Por qué limitar la API realmente cobra.
Una API es, en esencia, la puerta a tus propios datos. Cuando una empresa coloca esa puerta detrás de su nivel más caro, no está cobrando por una función premium. Está cobrando por acceso a la información que ya posees. El costo técnico de la API es prácticamente idéntico estés en el plan $20 o en el plan $2,000. El precio no tiene que ver con el costo. Tiene que ver con el poder de influencia — en concreto, el de hacer difícil construir cualquier cosa que algún día pudiera ayudarte a marcharte.
Cuando cobras por la salida, has admitido que el producto no puede retener a la gente por sí mismo.
Esa es la confesión enterrada en la tabla de precios. Una API restringida dice: creemos que los clientes nos rodearían, o saldrían de nosotros, si los dejáramos, así que hemos puesto precio a la puerta para desincentivarlo. Es una señal de que la empresa espera retener a través de la fricción y no por mérito. No queríamos hacer esa confesión, sobre todo porque no queríamos que fuera cierta.
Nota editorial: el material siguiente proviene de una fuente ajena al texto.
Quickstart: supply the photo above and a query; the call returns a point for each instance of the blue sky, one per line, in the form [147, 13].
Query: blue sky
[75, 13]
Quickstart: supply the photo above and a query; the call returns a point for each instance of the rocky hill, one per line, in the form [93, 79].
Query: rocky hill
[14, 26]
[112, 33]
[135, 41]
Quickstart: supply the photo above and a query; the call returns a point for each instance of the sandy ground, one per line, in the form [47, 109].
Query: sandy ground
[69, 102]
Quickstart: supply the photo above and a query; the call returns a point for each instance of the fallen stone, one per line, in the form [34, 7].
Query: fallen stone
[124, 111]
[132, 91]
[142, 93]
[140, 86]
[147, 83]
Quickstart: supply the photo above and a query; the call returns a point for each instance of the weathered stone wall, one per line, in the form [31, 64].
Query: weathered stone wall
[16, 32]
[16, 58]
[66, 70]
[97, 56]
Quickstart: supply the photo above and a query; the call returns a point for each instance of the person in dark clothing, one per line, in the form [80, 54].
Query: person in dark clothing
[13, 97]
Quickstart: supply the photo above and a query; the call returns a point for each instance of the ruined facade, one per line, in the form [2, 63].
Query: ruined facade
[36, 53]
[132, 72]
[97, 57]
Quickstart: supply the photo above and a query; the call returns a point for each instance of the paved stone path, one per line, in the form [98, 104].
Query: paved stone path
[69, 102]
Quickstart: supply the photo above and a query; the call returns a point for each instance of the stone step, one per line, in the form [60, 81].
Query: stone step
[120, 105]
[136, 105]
La apuesta que hicimos en su lugar.
API gratuita, exportación gratuita, cancelación con un clic: son todas la misma apuesta con distinto disfraz. La apuesta es que el coste de marcharse y la razón para quedarse deberían estar completamente desligados. Si te retenemos, debería ser porque el producto es el mejor lugar para tu trabajo, no porque irse sea caro. Une esas dos cosas y dejas de tener que ser bueno; solo tienes que ser pegajoso. Preferimos vernos obligados a ser buenos.
La ventaja inesperada.
Esto es lo que no previmos del todo: una API gratuita no solo reduce el miedo al bloqueo, sino que vuelve la plataforma más valiosa. Los clientes crean las automatizaciones raras y específicas que nosotros nunca priorizaríamos. Conectan Mewayz con esa única herramienta sectorial de la que no pueden prescindir. Vuelcan datos en sus propios paneles. Cada una de esas integraciones nos hace más más integrados, no menos —no porque los atrapáramos, sino porque eligieron construir sobre nosotros cuando no tenían por qué hacerlo.
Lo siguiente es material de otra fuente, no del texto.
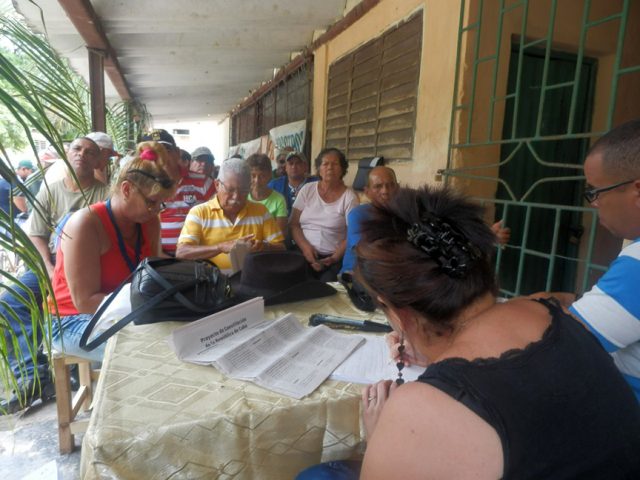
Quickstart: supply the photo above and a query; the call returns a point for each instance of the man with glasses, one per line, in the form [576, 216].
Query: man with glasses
[105, 143]
[57, 202]
[213, 228]
[203, 162]
[297, 171]
[611, 309]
Resulta que la gravedad de los datos funciona mejor cuando es voluntaria. Las integraciones que la gente crea porque quiere son más persistentes que las que un proveedor impone, porque son piezas fundamentales de la forma en que ese cliente eligió trabajar. Conseguimos el grado de integración que buscábamos, y lo logramos sin cobrar a nadie por el privilegio de acceder a sus propios registros.
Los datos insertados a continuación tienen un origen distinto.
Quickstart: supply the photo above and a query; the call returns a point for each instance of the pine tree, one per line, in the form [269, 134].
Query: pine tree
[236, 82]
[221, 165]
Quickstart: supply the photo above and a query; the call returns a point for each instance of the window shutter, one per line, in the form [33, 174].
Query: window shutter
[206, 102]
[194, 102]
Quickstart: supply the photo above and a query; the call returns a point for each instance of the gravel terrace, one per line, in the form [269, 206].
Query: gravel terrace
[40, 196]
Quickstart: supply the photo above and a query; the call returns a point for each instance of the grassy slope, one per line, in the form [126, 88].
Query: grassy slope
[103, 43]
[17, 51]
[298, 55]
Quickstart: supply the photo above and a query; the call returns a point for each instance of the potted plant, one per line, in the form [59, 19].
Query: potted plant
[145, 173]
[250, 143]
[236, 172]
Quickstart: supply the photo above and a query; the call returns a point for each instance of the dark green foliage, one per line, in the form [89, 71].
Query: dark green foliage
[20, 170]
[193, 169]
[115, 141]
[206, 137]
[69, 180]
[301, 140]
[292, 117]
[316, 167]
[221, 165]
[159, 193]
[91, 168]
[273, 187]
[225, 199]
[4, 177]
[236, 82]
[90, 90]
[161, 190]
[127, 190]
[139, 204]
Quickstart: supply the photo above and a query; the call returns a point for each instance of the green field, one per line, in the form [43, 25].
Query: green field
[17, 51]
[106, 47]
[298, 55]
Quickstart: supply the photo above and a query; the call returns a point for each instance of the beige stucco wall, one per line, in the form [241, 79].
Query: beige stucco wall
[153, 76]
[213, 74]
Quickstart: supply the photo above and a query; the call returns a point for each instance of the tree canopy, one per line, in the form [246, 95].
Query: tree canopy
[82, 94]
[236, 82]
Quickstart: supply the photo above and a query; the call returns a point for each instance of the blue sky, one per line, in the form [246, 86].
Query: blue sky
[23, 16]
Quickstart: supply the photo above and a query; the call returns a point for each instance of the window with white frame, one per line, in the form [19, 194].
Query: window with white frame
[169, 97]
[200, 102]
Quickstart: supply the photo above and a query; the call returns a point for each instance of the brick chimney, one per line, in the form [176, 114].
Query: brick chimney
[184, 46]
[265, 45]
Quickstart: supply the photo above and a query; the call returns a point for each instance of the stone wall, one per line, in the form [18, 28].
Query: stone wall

El principio, dicho de forma sencilla.
Tus datos son tuyos. La puerta para acceder a ellos nunca debería ser una línea de factura. Ganamos dinero cuando la plataforma es de verdad el mejor lugar para que un equipo de 5 a 50 personas opere — y si alguna vez deja de serlo, preferimos que te vayas limpiamente por una puerta gratuita a que te quedes con resentimiento detrás de una de pago. La API gratuita es justamente ese principio hecho realidad, en todos los planes.